Cosmopolite et tolérante
Mais encore une fois vous n’avez aucun moyen pour étayer cela, bien que tout le monde sache que cela existe. C’est un secret de polichinelle, mais un secret de polichinelle bien gardé.” En outre, beaucoup de Canadiens musulmans semblent éprouver de plus en plus de difficultés à se trouver une place au sein d’une société canadienne qui, d’un point de vue général, a la réputation d’être cosmopolite et tolérante mais, dans les faits, serait loin de l’être. Un rapport dû au Sénat canadien vient d’ailleurs de relever, au mois d’avril 2023, que le Canada serait un pays de plus en plus islamophobe. “Le Canada a un problème”, avait résumé, lors d’un point presse, la sénatrice Salma Ataullahjan, ellemême de confession musulmane (elle est d’origine pakistanaise).

Revenir au bercail
Par conséquent, ils seraient généralement de nombreux Maroco-Canadiens à envisager de façon on ne peut plus sérieuse de revenir au bercail. Pour quelqu’un comme Karim, toutefois, la chose n’est pas aisée. “J’y pense moi aussi bien sûr,” reconnaît- il. “Mais l’actuelle législation ne me permet pas de faire valoir toute l’expérience que j’ai acquise, ce qui est bien dommage car dans le sens contraire c’est tout-à-fait possible.
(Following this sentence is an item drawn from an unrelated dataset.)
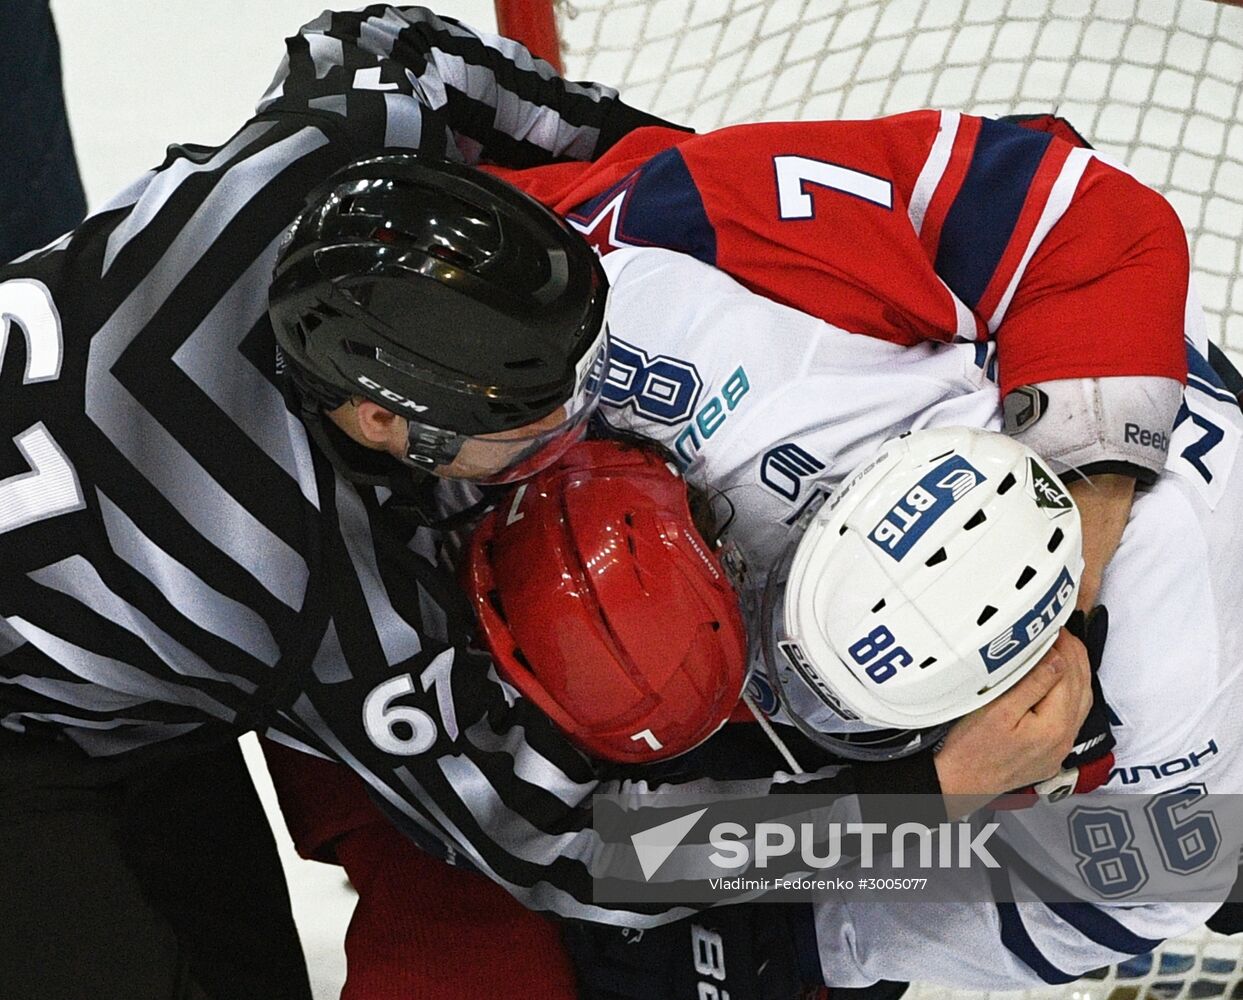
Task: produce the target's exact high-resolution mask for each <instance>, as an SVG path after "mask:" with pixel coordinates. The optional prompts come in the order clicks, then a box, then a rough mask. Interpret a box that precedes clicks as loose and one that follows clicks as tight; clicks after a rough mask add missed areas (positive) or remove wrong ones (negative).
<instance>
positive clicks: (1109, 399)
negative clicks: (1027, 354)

Pour vous dire, les cinq ans que j’ai travaillé au Maroc ont été comptabilisés comme ancienneté professionnelle par le Canada lors de mon expatriation.” Pour aider à résorber le problème de la migration des professionnels de santé, le ministère de la Santé serait peut-être inspiré de creuser le sujet de façon urgente. 

En attendant, les treize années que Karim a d’ores et déjà passées sur les bords du Saint-Laurent risquent bien de devenir beaucoup plus.